If audiovisual platforms have something good, it is that any user, connected from Murcia or Hong Kong, can refresh or fatten their newspaper library after taking a walk through the extensive catalog of miniseries or documentaries focused on historical disasters with apocalyptic overtones. It happened with the acclaimed Chernobyl from HBO, whose ghost revived after the Russian invasion of Ukraine and the fear that the war would hit the Zaporizhia nuclear power plant.
With a duller mass effect, but just as impressive, we now find another example in The daysa production that slipped into Netflix’s global top 10 and that narrates the accident at the Fukushima nuclear plant through the courage of the employees who stayed working at the plant to avoid an even greater catastrophe.
The good reception of the series also coincides with the last great controversy around Fukushima: the Japanese government’s plan to release into the Pacific the water used to cool the plant’s three reactors, which melted down after the tsunami triggered by the offshore earthquake off the northeast coast of Japan on 11 March 2011. That contaminated water It has been stored in 1,000 tanks that are already at 97% of their capacity.

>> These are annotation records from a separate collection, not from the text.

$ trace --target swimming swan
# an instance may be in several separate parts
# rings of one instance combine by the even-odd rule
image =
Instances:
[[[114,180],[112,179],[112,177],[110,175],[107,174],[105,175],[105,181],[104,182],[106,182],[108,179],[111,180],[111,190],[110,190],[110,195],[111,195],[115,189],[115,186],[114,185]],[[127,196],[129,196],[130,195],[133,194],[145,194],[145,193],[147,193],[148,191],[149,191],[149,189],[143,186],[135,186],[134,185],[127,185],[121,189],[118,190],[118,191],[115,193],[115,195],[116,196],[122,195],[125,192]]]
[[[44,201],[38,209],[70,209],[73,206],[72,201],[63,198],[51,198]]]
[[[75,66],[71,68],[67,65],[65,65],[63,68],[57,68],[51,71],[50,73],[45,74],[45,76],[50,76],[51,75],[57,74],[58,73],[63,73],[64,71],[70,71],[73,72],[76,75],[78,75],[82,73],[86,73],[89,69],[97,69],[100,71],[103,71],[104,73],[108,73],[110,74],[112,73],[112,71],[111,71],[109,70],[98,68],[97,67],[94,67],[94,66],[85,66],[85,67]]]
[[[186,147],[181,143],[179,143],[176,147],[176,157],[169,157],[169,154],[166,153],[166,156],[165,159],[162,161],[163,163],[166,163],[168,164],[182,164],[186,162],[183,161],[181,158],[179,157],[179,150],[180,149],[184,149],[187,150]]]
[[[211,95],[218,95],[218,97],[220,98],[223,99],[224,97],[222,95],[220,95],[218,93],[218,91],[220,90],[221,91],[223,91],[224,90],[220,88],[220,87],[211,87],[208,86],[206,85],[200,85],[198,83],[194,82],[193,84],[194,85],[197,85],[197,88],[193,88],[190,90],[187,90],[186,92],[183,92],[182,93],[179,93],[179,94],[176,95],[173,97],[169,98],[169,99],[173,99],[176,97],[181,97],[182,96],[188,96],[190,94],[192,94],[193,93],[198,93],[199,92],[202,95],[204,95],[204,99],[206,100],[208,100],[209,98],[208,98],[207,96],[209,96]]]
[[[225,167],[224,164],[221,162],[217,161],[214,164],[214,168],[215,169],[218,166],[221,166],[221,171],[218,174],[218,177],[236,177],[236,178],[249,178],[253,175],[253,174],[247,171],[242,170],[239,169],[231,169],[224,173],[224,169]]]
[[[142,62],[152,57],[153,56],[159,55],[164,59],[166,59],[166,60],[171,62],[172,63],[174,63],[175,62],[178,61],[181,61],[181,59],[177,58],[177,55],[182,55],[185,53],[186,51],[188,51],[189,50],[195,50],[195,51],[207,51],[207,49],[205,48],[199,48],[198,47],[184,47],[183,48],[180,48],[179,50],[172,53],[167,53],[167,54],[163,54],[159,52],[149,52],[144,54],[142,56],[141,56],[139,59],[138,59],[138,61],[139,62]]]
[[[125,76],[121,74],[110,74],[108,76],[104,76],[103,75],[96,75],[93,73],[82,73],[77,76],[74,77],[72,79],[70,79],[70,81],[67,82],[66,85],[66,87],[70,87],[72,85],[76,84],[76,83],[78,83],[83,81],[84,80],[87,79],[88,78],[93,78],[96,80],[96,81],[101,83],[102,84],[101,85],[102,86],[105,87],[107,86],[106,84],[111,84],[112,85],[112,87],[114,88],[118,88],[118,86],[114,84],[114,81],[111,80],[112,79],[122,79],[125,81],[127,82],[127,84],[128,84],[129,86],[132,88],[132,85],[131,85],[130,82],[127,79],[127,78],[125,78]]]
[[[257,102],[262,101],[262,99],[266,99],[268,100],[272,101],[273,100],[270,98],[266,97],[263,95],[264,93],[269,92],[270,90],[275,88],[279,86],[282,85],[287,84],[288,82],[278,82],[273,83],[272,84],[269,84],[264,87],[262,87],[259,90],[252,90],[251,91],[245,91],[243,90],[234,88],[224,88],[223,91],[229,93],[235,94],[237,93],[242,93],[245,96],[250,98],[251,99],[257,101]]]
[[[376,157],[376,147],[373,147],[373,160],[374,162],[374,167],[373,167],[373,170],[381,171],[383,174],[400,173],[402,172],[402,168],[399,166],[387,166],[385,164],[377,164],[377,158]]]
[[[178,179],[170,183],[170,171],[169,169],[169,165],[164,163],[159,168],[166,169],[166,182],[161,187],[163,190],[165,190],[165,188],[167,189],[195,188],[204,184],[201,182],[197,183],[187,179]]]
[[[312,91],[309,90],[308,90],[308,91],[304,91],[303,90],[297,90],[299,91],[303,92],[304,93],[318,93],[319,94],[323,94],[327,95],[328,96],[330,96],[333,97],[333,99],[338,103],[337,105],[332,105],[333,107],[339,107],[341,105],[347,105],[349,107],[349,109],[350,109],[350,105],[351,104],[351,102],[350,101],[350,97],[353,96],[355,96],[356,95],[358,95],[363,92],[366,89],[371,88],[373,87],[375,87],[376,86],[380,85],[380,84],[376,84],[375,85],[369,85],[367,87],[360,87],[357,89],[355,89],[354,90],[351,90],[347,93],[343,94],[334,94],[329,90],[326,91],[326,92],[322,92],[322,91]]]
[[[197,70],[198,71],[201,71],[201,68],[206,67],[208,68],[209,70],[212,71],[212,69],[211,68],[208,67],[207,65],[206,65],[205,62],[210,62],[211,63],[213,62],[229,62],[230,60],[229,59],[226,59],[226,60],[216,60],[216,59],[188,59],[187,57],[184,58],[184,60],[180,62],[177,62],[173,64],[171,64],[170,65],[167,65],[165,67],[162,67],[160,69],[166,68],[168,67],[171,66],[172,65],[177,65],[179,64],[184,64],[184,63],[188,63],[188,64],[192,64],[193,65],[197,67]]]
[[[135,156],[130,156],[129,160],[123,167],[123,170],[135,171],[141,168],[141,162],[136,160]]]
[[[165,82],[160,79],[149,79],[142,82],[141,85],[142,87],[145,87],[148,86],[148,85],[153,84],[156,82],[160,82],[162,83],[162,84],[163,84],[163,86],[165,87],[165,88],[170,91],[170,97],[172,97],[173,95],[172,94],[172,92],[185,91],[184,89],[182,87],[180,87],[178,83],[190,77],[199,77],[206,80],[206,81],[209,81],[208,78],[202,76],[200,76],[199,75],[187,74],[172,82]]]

For this reason, the authorities are accelerating these days the last inspections to begin this summer to release the water into the sea.
In Tokyo they advocate that the water will be diluted to safer levels than international standards (in terms of radiation) and gradually released into the ocean over decades, rendering it harmless to people and marine life. But the idea does not convince environmental groups, some marine scientists or neighboring countries like China or South Korea. Nor to the Fukushima fishermen themselves, who fear being burdened again with a cursed label (products under radioactive threat) from which they have never completely gotten rid of.
“We cannot support the government’s position that this discharge into the ocean is the only solution,” he says. Nozaki Tetsupresident of the Fukushima Fisheries Federation, recalling how the area’s depleted fishing industry has yet to recover from the shock of import bans they received from dozens of countries after the 2011 nuclear disaster.